To win that certificate, prospective teachers were usually required to pass some sort of county exam in subjects like reading, math, and history. Just as importantly, however, they needed to possess good moral character. Moreover, female teachers were usually required to sign contracts stating that they wouldn’t marry while in their posts. Concerns here were, in part, practical. A married woman at that time would likely soon become a mother, and in an age when daycare didn’t exist, pregnancy and her children would soon force her resignation.

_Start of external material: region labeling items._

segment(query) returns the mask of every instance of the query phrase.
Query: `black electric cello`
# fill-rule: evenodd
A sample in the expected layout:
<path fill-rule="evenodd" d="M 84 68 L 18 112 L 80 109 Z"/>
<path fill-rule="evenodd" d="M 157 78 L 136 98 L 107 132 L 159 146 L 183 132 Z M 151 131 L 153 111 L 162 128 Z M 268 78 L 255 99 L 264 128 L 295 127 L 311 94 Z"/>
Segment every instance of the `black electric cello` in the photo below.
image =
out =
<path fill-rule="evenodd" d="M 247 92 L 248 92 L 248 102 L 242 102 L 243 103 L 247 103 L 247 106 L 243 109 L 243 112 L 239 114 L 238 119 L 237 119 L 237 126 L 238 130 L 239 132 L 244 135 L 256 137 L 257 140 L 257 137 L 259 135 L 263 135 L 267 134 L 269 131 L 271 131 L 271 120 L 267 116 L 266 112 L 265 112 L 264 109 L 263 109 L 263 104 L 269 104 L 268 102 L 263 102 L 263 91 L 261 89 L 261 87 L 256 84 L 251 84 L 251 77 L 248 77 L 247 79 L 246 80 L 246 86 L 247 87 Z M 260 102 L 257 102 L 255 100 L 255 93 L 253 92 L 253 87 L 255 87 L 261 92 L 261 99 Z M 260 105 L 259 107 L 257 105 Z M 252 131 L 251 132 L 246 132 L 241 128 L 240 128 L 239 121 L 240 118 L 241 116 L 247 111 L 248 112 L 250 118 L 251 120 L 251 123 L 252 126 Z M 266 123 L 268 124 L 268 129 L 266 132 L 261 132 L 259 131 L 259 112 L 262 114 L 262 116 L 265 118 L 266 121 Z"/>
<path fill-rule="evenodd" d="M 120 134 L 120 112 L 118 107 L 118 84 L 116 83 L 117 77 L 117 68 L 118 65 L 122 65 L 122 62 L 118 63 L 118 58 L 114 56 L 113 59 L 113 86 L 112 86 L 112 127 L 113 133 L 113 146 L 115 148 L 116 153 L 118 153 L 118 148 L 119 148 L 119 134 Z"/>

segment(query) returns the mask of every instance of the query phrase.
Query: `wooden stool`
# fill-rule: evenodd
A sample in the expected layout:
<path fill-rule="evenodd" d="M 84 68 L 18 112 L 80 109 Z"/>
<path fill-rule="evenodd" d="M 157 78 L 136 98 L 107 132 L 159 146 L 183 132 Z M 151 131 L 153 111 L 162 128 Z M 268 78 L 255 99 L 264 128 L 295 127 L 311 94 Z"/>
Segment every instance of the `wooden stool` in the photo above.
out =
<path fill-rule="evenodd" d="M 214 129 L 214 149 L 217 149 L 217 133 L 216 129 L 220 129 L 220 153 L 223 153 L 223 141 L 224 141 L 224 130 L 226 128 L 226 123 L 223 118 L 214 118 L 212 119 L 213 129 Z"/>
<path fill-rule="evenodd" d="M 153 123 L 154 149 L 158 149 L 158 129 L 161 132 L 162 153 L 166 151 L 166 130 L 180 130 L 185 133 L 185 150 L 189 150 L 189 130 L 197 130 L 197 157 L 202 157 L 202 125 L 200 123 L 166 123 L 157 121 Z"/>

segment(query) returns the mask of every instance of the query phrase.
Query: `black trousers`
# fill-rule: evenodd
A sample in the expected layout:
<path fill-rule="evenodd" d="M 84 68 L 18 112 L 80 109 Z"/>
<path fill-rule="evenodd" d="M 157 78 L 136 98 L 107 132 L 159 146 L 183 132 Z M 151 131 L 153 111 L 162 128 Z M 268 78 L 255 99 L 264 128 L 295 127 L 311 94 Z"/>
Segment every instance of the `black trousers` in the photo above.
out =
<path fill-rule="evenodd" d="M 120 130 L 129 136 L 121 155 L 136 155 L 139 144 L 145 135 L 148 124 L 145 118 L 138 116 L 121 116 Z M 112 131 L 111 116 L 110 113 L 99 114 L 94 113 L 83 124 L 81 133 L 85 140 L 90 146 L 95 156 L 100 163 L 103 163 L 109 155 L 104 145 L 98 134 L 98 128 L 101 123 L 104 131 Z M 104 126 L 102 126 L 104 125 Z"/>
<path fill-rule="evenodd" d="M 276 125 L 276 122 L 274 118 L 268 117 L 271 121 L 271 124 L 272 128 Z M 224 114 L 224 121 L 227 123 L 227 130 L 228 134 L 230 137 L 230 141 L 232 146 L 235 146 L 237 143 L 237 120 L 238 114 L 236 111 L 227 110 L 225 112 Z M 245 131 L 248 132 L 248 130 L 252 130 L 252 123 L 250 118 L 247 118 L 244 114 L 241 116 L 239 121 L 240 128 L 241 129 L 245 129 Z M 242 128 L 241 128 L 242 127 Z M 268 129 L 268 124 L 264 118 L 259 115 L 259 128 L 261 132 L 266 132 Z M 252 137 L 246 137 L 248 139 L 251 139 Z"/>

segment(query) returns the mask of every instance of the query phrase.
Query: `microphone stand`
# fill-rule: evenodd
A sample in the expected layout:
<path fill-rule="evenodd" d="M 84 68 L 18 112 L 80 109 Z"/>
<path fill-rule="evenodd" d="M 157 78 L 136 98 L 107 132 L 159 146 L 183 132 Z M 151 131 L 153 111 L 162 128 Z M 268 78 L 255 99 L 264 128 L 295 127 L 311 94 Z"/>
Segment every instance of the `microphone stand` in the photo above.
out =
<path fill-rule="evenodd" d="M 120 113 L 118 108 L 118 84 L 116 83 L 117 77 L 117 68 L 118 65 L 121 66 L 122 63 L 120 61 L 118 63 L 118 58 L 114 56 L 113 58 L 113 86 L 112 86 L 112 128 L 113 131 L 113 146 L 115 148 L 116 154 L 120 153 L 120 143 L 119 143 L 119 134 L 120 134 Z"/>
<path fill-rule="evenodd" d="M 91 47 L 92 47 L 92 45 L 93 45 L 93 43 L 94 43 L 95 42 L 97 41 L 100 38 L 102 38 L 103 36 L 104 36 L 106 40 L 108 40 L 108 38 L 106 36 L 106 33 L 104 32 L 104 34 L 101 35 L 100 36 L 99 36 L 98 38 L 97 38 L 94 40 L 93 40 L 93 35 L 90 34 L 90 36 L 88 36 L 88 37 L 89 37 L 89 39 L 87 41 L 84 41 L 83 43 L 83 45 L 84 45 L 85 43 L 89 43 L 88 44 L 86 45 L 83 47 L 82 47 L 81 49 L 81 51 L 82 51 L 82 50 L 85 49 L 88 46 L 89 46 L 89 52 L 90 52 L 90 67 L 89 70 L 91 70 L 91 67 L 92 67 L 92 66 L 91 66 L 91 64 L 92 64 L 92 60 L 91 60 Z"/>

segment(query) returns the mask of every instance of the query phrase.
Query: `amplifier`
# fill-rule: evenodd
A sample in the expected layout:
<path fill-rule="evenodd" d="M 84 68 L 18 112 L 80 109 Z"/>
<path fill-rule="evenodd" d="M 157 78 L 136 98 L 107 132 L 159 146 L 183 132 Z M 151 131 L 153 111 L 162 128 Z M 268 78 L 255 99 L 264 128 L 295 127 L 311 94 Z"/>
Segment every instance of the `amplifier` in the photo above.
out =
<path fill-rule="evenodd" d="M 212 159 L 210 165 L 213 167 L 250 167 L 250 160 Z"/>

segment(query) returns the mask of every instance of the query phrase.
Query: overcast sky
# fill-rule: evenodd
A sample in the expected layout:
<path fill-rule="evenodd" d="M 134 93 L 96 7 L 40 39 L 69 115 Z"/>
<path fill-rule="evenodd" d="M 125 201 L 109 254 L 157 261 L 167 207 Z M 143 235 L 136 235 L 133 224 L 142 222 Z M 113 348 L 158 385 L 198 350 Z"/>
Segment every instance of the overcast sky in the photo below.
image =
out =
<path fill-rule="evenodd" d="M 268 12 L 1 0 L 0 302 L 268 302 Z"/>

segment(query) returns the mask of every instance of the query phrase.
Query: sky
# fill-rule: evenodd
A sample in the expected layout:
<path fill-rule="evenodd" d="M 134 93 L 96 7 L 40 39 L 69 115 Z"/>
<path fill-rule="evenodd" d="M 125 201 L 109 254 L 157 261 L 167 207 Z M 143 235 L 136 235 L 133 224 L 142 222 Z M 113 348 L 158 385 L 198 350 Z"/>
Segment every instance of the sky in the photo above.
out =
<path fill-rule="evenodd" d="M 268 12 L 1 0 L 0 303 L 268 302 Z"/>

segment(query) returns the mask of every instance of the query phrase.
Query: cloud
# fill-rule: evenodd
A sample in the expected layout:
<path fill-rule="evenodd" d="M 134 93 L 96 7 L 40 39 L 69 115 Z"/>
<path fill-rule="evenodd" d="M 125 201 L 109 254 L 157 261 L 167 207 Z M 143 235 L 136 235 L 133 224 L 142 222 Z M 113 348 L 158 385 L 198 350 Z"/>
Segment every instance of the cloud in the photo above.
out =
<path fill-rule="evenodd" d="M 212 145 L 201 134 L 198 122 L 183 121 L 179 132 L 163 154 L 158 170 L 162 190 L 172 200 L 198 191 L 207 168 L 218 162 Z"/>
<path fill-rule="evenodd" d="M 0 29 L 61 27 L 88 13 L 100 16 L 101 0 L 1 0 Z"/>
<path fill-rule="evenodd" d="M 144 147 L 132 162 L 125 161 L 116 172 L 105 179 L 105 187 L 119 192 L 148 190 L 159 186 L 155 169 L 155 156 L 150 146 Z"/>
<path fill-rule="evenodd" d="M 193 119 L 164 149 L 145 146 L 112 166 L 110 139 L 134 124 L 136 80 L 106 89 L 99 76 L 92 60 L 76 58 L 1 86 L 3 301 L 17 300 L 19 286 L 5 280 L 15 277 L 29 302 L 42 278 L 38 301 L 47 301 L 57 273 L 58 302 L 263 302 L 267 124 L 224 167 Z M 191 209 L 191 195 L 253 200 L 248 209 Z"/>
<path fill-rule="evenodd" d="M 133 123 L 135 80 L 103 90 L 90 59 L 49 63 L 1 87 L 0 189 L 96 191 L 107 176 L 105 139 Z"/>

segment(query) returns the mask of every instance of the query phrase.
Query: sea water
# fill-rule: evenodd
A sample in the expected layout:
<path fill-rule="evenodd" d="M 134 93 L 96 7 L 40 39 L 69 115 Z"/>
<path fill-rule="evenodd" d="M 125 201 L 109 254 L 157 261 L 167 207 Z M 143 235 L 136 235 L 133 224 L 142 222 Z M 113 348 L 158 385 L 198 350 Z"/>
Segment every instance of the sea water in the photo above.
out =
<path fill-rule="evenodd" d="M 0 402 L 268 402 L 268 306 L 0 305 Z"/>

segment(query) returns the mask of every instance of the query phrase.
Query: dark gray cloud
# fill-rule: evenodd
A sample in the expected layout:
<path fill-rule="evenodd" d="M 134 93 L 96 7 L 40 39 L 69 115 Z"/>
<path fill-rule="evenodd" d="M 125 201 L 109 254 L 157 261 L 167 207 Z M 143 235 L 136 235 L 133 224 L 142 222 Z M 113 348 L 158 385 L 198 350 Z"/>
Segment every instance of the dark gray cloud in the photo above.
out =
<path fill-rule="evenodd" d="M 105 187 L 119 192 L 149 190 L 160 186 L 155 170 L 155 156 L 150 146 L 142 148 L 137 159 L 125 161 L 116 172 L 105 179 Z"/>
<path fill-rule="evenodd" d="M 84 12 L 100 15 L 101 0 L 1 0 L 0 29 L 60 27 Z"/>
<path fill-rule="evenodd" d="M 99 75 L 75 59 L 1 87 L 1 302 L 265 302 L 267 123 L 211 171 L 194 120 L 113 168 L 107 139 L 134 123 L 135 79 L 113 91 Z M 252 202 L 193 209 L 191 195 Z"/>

Though not highly trained, these teachers deserve a great deal of respect. They taught an assortment of children at various levels, they had to plan lessons and keep track of the progress of each of them, and they were responsible for maintaining order in such an age-diverse classroom. Here, they had help from both the community and the siblings who sat in their classes. Older brothers and sisters often oversaw the behavior of younger ones, and news of disturbances in the classroom soon reached the ears of parents, whose punishments at home were far more severe than those at school.
Principles to Live By
From their inception, American schools focused on teaching morality along with academics. In the middle of the 17th century, the Massachusetts Puritans required towns of any size to open schools so that all students would learn to read the Bible. In 1785, the Land Ordinance governing the newly won Northwest Territory required that each township set aside a specific amount of land for public education, a feature unique for its time, while Article 3 of the Northwest Ordinance of 1787 declared: “Religion, morality, and knowledge, being necessary to good government and the happiness of mankind, schools and the means of education shall forever be encouraged.”Several factors acted as allies in this advocacy of moral teaching. The communities that founded and supported these schools were generally united on customs and a moral code, so much so that many schoolhouses served also as meeting places for the community and as temporary quarters for churches. A strong biblical faith was therefore intertwined with the 3Rs, reading, writing, and arithmetic.

Trade-Offs
In the 20th century, the system of centralized schools practiced in the larger cities began taking hold in rural America. With the rapid changes in transportation, bussing students to school became possible. Consolidating the one-room schoolhouses of a county into two or three elementary and high schools broadened the number of subjects that could be offered to the young, like foreign languages and advanced sciences. They also created more extracurricular opportunities, like sports teams and school clubs, and made education more standardized.As with so many things, these changes brought losses as well as gains. With school consolidation, the intimacy of the one-room schoolhouse, for all its faults, gave way to classes stratified by grade level, a necessarily more rigid daily schedule and program for advancement, and weakened student-to-student and student-to-teacher relationships.
The Past Becomes the Future

For many reasons, ranging from a desire to incorporate religious faith into their children’s academic learning to dissatisfaction with the performance of public schools, the last 40 years have seen growing numbers of parents and teachers trying innovative approaches to education. Nearly all of these, it turns out, have roots in the American past.
Just as advances in teacher training and transportation brought about the public schools we know them today, today’s digital technology with its wealth of information and resources is breathing life into the concept of smaller schools and more intimate classrooms.